Were their ability different, their will would be different too. Those who are half-and-half spoil all that is whole. That leaves wilt—what is there to wail about? Let them fly and fall, O Zarathustra, and do not wail! It is better to blow among them with rustling winds— blow among these leaves, O Zarathustra, that everything wilted may run away from you even faster!
2
“We have become pious again”—so these apostates confess; and some among them are even too cowardly to confess it.
Those I look in the eye, and then I say it to their faces and to their blushing cheeks: you are such as pray again.
But it is a disgrace to pray! Not for everybody, but for you and me and whoever else has a conscience in his head too. For you it is a disgrace to pray!
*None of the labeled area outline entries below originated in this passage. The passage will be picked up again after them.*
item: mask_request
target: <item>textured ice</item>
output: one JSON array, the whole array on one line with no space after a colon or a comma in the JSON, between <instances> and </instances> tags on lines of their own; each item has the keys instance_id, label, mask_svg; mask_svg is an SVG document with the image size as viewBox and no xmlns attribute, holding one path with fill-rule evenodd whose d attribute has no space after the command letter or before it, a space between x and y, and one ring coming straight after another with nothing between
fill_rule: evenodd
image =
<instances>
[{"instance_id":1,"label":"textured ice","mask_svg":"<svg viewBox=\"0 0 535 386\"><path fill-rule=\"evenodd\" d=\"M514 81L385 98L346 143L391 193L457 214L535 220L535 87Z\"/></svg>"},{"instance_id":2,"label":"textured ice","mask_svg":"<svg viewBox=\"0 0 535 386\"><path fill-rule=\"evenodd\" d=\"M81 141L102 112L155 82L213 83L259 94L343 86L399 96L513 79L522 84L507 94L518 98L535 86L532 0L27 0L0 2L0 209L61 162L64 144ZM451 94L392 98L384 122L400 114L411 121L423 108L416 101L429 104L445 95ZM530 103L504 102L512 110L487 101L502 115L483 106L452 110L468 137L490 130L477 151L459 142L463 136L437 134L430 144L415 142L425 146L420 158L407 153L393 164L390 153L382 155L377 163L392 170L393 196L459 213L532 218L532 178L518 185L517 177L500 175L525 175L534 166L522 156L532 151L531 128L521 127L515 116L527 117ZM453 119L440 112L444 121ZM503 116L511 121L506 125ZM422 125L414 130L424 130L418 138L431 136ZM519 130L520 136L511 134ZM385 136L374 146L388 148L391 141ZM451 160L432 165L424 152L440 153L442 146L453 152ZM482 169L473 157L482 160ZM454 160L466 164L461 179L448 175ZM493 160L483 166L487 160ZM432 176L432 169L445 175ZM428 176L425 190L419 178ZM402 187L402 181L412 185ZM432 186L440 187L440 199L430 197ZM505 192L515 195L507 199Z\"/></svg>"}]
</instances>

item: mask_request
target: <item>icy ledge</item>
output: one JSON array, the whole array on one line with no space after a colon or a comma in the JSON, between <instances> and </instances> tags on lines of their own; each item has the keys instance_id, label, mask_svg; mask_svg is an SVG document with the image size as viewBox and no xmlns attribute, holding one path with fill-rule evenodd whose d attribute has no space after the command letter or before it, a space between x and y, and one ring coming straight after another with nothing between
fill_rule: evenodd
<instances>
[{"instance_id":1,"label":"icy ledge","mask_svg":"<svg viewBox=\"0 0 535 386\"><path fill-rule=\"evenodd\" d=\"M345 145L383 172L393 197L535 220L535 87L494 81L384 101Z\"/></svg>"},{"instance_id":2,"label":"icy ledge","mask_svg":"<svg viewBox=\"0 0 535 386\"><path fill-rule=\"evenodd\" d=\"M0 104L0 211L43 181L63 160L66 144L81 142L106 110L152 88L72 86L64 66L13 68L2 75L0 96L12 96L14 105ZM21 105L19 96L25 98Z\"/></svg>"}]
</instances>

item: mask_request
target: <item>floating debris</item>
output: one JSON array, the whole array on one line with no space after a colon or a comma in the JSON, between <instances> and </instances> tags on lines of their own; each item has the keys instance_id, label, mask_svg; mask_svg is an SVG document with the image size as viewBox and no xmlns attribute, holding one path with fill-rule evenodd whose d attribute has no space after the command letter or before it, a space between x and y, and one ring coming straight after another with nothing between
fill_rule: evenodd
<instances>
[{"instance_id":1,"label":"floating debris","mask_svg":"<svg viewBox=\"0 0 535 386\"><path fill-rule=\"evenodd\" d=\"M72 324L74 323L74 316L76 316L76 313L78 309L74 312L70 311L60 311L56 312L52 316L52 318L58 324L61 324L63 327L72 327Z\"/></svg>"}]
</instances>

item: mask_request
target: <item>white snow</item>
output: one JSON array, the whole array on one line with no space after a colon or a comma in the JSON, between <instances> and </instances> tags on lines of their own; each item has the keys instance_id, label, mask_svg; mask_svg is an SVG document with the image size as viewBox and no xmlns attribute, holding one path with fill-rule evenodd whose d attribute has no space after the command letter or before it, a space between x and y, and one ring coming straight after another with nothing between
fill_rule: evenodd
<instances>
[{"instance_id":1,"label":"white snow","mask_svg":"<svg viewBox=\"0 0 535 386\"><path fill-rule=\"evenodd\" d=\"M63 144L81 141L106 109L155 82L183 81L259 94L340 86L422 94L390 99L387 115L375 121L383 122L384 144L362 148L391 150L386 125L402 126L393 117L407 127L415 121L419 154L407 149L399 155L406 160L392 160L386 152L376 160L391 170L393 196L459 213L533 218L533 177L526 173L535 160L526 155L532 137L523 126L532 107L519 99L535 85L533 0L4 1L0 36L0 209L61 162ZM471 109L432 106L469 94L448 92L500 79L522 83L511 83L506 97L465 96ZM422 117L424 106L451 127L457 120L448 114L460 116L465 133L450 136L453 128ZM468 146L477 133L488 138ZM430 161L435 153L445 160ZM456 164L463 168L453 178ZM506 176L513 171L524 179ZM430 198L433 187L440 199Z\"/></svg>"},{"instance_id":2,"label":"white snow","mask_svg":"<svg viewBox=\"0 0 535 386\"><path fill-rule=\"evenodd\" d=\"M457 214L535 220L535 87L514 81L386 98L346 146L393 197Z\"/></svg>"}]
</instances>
You know it well: your cowardly devil within you, who would like to fold his hands and rest his hands in his lap and be more comfortable—this cowardly devil urges you, “There is a God.” With this, however, you belong to the light-shunning kind who cannot rest where there is light; now you must daily bury your head deeper in night and haze.
And verily, you chose the hour well, for just now the nocturnal birds are flying again. The hour has come for all light-shunning folk, the hour of evening and rest, when they do not rest. I hear a
nd smell it: their hour for chase and procession has come—not indeed for a wild chase, but for a tame, lame, snooping, pussyfooting, prayer-muttering chase—for a chase after soulful sneaks: all the heart’s mousetraps have now been set again. And wherever I lift a curtain a little night moth rushes out. Did it perhaps squat there together with another little night moth? For everywhere I smell little hidden communities; and wherever there are closets, there are new canters praying inside and the fog of canters.
They sit together long evenings and say, “Let us become as little children again and say ‘dear God!’”—their mouths and stomachs upset by pious confectioners.
Or they spend long evenings watching a cunning, ambushing, cross-marked spider, which preaches cleverness to the other spiders and teaches thus: “Under crosses one can spin well.”
Or they spend the day sitting at swamps with fishing rods, thinking themselves profound; but whoever fishes where there are no fish, I would not even call superficial.
Or they learn to play the harp with pious pleasure—from a composer of songs who would like to harp himself right into the hearts of young females; for he has grown weary of old females and their praise.
Or they learn to shudder from a scholarly half-madman who waits in dark rooms for the spirits to come to him—so his spirit will flee completely.
Or they listen to an old traveling, caviling zany who has learned the sadness of tones from sad winds; now he whistles after the wind and preaches sadness in sad tones.
And some of them have even become night watchmen: now they know how to blow horns and to walk about at night and to awaken old things that had long gone to sleep. I heard five sayings about old things last night at the garden wall: they came from such old, saddened, dried-up night watchmen.